Suddenly, one day Critical Mass Honolulu was back out on the road! A new face arrived on the scene (I'll call him Agent D) and he would take CMH into a new and far more dangerous direction.

Agent D's philosophy was that CMH wasn't confrontational enough. In his view, masses of people should take to the roads on the last Friday of every month and be as obnoxious as possible and this included blocking entire lanes of traffic on the busiest roads in town at the busiest time of day. Naturally, Bob loved this plan.

I rode with CMH once after Agent D took the lead and never again afterwards because I knew what the end result would be. Sadly, my predictions were proven true.

Angry drivers called HBL to complain about us. HBL promptly and justifiably disavowed us entirely. The website contained links to HBL and assorted bike shops, who all contacted me via email to remove their links from the site immediately, which was done.

People also called the police, who responded by assigning officers to escort CMH on the rides from start to finish. When word got to us that HPD was going to begin doing this, Bob (who was the loudest one calling for confrontation until this point) and all the other instigators of the trouble on the rides under Agent D, stopped attending the rides. Now that the police were there, their courage failed them. CMH declined in attendance again, until only one or two people would show-up and eventually no one was coming.

Before the crackdown, I warned Agent D of the likely result and asked him to rethink the direction he was taking it in, but he wouldn't listen. Critical Mass Honolulu would take the form he wanted it to and nothing else. The crackdown was the result and Agent D stopped participating, too.

The message board soon grew silent and I closed the website down, due to lack of traffic and the fact that no one was offering to post content or help with paying for the site.

Recently, someone restarted CMH for the third time. I don't know who it is, but people were naturally concerned over a possible return of the CMH behavior under Agent D, but I didn't hear of anything bad happening this time.

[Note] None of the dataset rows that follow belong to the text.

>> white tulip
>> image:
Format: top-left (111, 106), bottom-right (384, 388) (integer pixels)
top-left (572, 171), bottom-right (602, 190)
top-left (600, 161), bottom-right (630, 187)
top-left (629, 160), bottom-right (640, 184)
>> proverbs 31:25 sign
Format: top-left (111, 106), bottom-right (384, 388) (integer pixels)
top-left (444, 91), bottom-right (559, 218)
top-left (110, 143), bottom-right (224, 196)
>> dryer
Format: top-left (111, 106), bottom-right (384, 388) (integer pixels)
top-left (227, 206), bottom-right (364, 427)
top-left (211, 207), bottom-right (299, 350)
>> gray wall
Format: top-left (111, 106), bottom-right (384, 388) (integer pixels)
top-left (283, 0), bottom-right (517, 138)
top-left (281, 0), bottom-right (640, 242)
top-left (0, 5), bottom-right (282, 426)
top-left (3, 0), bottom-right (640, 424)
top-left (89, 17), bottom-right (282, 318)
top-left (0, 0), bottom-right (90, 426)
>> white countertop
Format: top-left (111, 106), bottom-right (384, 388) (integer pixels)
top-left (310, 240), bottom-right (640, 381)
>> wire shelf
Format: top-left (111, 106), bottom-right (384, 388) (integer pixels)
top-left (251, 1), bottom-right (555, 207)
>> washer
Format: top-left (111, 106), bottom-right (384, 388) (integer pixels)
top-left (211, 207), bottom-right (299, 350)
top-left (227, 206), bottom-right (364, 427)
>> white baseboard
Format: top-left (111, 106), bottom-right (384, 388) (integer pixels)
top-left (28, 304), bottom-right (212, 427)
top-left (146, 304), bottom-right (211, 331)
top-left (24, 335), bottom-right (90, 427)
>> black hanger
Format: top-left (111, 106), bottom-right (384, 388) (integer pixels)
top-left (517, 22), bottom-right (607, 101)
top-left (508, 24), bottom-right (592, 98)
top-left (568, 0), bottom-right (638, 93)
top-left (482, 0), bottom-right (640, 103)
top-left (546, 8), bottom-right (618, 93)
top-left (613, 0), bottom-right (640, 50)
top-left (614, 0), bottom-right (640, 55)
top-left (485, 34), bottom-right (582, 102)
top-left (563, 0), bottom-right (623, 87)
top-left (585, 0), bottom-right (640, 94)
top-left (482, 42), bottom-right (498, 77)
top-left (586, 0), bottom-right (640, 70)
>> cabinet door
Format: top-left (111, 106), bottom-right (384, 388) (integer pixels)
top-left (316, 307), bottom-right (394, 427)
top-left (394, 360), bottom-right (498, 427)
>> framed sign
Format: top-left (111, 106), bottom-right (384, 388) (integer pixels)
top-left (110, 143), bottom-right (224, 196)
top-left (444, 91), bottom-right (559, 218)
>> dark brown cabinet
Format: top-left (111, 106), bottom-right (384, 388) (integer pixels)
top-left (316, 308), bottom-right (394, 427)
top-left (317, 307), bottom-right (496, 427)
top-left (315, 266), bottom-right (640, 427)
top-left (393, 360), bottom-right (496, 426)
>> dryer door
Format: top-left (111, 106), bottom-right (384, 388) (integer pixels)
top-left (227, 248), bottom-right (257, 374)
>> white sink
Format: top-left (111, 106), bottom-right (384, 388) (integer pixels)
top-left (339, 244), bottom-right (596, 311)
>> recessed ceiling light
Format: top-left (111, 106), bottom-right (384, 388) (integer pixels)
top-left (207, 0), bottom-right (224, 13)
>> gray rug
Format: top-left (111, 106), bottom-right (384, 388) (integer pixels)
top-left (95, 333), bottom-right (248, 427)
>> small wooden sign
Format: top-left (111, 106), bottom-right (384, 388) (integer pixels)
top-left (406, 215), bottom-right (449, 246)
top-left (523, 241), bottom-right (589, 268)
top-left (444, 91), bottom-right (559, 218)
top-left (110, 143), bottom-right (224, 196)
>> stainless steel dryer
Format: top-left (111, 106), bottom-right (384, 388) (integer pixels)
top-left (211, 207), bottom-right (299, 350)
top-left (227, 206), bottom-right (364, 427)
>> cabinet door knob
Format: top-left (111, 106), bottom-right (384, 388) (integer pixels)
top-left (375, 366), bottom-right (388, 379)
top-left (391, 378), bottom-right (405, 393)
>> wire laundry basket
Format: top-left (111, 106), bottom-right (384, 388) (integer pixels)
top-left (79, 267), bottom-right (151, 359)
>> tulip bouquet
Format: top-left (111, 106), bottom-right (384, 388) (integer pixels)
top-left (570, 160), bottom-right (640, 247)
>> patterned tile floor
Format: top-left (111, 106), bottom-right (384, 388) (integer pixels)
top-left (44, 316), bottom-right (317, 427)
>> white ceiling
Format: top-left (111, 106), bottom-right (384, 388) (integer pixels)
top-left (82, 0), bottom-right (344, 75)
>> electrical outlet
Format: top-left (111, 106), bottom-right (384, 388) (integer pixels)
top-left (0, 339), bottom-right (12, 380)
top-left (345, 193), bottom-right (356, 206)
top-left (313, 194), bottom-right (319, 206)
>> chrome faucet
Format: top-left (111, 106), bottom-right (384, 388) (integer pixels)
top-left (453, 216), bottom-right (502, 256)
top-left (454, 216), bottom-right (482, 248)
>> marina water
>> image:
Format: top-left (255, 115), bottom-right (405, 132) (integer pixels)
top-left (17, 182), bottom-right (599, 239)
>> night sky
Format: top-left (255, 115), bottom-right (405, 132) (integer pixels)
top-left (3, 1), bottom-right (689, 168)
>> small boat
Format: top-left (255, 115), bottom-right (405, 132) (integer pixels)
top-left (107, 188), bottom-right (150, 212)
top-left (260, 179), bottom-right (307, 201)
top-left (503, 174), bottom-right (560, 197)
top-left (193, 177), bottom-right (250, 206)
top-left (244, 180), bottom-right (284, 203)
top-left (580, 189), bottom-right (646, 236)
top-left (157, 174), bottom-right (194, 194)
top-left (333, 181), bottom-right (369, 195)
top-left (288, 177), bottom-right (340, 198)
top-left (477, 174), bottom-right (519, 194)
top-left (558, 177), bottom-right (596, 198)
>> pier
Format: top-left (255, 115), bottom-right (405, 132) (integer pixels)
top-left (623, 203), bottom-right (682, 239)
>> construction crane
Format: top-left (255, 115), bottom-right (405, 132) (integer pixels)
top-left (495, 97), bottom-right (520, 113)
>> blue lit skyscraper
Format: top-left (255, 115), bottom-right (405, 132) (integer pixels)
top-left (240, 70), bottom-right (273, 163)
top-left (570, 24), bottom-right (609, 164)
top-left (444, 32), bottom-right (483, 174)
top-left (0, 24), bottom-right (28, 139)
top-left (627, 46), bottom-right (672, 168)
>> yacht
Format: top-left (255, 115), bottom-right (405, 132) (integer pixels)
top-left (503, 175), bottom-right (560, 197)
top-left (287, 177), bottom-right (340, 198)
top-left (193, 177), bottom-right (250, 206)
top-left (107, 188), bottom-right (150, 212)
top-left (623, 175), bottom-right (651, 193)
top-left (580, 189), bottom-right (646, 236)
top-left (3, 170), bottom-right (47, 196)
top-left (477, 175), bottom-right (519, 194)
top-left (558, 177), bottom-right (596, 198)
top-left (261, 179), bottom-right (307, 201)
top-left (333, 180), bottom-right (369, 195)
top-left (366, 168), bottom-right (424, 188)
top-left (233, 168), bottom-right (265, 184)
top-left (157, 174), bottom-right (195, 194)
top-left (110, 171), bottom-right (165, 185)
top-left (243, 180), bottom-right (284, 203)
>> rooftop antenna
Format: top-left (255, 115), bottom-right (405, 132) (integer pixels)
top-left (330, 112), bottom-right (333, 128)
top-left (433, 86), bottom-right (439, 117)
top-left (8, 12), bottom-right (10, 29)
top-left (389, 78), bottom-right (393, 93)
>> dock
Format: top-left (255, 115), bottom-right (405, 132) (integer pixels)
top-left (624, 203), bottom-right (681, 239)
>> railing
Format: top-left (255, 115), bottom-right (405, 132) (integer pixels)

Looking back, I see Critical Mass Honolulu as being a wasted opportunity. So much good could have been done for cyclists and cycling in Honolulu, but it wasn't because a few people wanted to make CMH into their own image, rather than truly working for the benefit of cyclists, which is what Critical Mass was supposedly first created to do.

A lot of people participated in Critical Mass Honolulu in order to raise public awareness of cyclists' right to the road. Many of us have been hit by careless drivers who weren't paying attention while driving and some of us have even been assaulted for simply riding our bikes. There have been incidents when a cyclist was purposely hit by objects thrown at them by passing cars whose passengers thought that hitting a cyclist with trash was rather amusing. Things like that inspired a lot of us to participate in the first place.

However, when Critical Mass Honolulu got mired in personality conflicts and got taken over by troublemakers who were unconcerned over the real issues affecting cyclists, the whole thing degenerated into something that no one could really get behind without losing their credibility. People who got involved, started-off caring about CMH and wanting it to succeed and be something that inspired. Most of them quit when it became obvious that the people who elected themselves to be its leaders were more concerned about simply being in-charge than about accomplishing anything.